Several DPP8/9 inhibitors are currently available, including the nonselective DPP inhibitor Val-boroPro, the DPP8/9 selective inhibitor 1G244, as well as CQ31, and compounds 8j and L-allo-Ile-isoindoline [50,51,52,53]. Beyond immune cells, DPP8/9 inhibitors have been shown to induce pyroptosis in acute myeloid leukemia (AML) cell lines and primary AML samples [54]. While the effects of these inhibitors on solid tumors are not yet reported, DPP8 and DPP9 expressions have been detected in various normal tissues and a range of tumors, including brain tumors, gynecological malignancies, and liver cancer.

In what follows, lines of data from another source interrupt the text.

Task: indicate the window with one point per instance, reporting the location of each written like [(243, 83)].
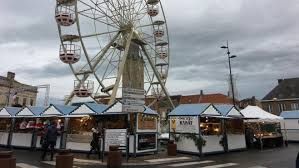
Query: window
[(210, 126), (295, 106), (282, 107), (17, 100), (269, 108), (31, 102), (24, 101)]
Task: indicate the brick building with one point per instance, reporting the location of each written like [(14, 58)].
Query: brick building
[(249, 101), (283, 97), (20, 94)]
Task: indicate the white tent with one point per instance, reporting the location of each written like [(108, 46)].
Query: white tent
[(256, 114)]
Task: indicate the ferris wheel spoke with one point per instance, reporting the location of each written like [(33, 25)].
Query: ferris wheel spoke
[(102, 53), (157, 75), (121, 68), (100, 11), (98, 34)]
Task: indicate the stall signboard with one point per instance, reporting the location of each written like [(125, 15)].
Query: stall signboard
[(146, 142), (133, 100), (147, 122), (115, 137), (188, 124)]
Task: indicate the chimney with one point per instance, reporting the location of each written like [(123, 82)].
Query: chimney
[(279, 81), (10, 75)]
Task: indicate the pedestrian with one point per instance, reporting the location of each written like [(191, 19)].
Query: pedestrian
[(94, 144), (50, 140)]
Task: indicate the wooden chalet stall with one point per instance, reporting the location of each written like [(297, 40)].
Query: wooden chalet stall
[(140, 128), (234, 130), (290, 125), (80, 123), (7, 115), (56, 114), (196, 128), (265, 127), (27, 124)]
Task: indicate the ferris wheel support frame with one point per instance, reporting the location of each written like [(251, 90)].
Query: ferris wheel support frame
[(157, 76), (121, 68)]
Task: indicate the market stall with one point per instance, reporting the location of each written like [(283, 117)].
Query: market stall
[(81, 121), (196, 128), (290, 125), (26, 124), (265, 127), (56, 114), (140, 128), (6, 122), (234, 130)]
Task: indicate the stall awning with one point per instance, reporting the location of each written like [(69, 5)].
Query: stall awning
[(116, 108), (58, 110), (89, 109), (195, 110), (228, 110), (256, 114), (9, 111), (33, 111), (290, 114)]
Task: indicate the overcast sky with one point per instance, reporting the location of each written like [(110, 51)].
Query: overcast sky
[(264, 34)]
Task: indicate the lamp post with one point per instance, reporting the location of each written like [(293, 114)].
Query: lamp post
[(230, 70)]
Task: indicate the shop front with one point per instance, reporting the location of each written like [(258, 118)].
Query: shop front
[(262, 128), (196, 129), (7, 119), (80, 124), (139, 128), (56, 114), (234, 129)]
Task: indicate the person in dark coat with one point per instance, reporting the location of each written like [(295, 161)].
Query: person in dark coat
[(50, 140), (94, 144)]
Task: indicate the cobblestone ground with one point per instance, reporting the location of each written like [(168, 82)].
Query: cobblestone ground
[(284, 157)]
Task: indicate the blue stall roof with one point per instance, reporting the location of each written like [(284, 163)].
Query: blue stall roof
[(190, 109), (60, 110), (36, 110), (13, 110), (149, 111), (89, 109), (224, 109), (290, 114), (98, 108)]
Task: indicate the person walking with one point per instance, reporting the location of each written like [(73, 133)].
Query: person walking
[(50, 140), (94, 144)]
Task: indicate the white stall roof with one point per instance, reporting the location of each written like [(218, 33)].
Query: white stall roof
[(58, 110), (228, 110), (290, 114), (258, 114), (195, 110), (9, 111), (116, 108), (89, 108), (33, 111)]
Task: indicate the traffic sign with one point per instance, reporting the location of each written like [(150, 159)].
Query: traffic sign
[(133, 91), (133, 102), (132, 96)]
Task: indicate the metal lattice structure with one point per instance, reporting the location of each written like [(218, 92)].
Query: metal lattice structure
[(102, 40)]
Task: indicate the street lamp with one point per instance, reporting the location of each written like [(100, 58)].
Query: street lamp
[(230, 70)]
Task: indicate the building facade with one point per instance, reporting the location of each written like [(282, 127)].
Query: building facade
[(20, 94), (283, 97)]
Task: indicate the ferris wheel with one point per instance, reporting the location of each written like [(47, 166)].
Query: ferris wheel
[(112, 44)]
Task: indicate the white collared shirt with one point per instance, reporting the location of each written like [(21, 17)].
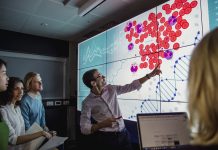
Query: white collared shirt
[(105, 106)]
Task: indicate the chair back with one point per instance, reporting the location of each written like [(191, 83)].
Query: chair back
[(4, 133)]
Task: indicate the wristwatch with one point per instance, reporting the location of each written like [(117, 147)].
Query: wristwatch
[(147, 76)]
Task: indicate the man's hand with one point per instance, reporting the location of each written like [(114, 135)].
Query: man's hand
[(155, 72)]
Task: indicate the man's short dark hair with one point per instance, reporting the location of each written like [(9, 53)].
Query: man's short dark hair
[(88, 76), (2, 62)]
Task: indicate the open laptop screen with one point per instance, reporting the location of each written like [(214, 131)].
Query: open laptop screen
[(162, 130)]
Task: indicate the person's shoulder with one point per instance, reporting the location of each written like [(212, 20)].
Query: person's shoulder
[(25, 97)]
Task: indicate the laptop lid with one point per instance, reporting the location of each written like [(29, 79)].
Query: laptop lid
[(162, 130)]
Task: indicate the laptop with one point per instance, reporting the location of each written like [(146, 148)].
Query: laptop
[(163, 130)]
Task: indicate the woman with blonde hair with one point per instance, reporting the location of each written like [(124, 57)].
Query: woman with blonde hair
[(31, 105), (11, 114), (203, 94)]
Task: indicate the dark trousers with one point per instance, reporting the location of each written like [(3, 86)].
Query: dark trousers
[(112, 140)]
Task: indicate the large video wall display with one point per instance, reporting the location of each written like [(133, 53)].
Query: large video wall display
[(166, 34)]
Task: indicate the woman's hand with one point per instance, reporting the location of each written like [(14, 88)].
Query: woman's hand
[(46, 134)]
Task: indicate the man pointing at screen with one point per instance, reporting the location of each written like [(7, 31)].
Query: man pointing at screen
[(102, 105)]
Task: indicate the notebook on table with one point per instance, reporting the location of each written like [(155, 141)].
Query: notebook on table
[(163, 130)]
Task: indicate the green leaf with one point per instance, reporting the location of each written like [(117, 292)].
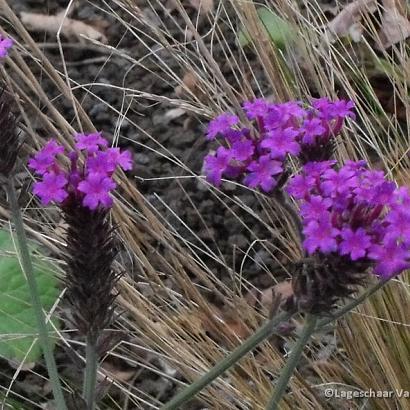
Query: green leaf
[(279, 30), (17, 320)]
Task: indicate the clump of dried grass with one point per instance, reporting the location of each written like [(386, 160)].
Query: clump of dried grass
[(372, 343)]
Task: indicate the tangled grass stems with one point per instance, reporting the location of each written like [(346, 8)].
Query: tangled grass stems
[(374, 321)]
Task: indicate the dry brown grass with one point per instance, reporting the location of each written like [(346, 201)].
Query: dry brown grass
[(372, 343)]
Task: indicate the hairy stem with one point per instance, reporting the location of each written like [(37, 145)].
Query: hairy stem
[(35, 297), (90, 372), (292, 362), (259, 336)]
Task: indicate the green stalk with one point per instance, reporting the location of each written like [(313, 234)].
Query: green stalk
[(36, 301), (90, 372), (249, 344), (292, 362)]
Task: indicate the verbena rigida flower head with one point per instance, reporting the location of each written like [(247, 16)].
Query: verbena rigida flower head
[(354, 221), (89, 183), (257, 155), (83, 191), (5, 44)]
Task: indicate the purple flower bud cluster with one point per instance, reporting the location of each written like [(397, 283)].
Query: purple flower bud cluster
[(354, 212), (90, 183), (257, 155), (5, 44)]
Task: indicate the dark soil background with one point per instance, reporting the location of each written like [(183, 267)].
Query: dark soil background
[(218, 226)]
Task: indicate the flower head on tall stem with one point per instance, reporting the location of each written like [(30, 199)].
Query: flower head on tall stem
[(278, 131), (354, 222)]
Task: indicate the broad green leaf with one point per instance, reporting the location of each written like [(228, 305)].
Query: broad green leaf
[(17, 320), (280, 31)]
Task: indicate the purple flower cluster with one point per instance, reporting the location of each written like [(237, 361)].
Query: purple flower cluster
[(5, 44), (354, 212), (90, 183), (257, 155)]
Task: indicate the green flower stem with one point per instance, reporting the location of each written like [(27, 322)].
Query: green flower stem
[(350, 306), (259, 336), (90, 372), (36, 301), (288, 370)]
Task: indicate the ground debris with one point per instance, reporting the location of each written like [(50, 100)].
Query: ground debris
[(70, 28)]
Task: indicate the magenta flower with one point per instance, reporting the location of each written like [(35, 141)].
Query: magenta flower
[(5, 45), (256, 108), (315, 207), (311, 129), (320, 235), (221, 124), (90, 142), (96, 188), (262, 173), (298, 187), (123, 159), (88, 185), (215, 165), (281, 142), (51, 188), (368, 212), (242, 150), (277, 130), (354, 243)]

Thus, DPP8/9 inhibitors represent a potential strategy for inducing pyroptotic cell death in solid cancers.

3.3.2. BRD4 Inhibitor

BRD4 is a member of the bromodomain and extra-terminal domain (BET) protein family, and it binds to acetylated lysine residues on histone tails, thereby altering chromatin structure. The BRD4 inhibitor JQ1, a thienotriazolodiazepine-based small molecule, competitively inhibits BET-histone binding, preventing BET proteins from interacting with chromatin. Recently, JQ1 has been shown to induce pyroptosis in renal cell carcinoma (RCC) via the activation of NF-κB, which subsequently activates the NLRP3 inflammasome, leading to caspase-1-dependent pyroptosis [55]. While the precise interaction between BRD4 and NLRP3 remains unclear, another study reported that BRD4 is an essential regulator of NLRC4 inflammasome activation in Salmonella-infected bone marrow-derived macrophages [56].

3.3.3. Other Inhibitors

Recent studies have demonstrated that inhibitors targeting EGFR, MEK, and ALK in lung cancer cells that express mutant forms of these proteins induce not only apoptosis but also pyroptosis. These inhibitors activate the intrinsic apoptotic pathway through the BIM-BAX-cytochrome c release signaling axis, which subsequently triggers caspase-3/GSDM-E-mediated pyroptosis. Notably, pyroptosis induced by these inhibitors occurs concurrently with caspase-3-mediated apoptosis, and there is a complex interplay among the proteins mediating both cell death pathways. However, the precise mechanisms underlying this crosstalk are incompletely understood [57].
In melanomas harboring the BRAF V600E/K mutation, the combined use of the BRAF inhibitor PLX4720 and the MEK inhibitor PD0325901 promotes GSDM-E cleavage and the release of HMGB1, along with an upregulation of IL-1β and IL-18, leading to pyroptosis induction [58]. This pyroptosis significantly enhances CD8+ T-cell infiltration into the tumor microenvironment, facilitating the immune-mediated inhibition of tumor growth. Interestingly, melanoma tumors that relapse after this combination therapy remain susceptible to etoposide- and doxorubicin-induced pyroptosis, highlighting the potential of pyroptosis induction as a therapeutic strategy not only for primary tumors but also for recurrent tumors resistant to targeted therapies [58].
Additional small molecule inhibitors that act to induce pyroptosis are summarized in Table 2.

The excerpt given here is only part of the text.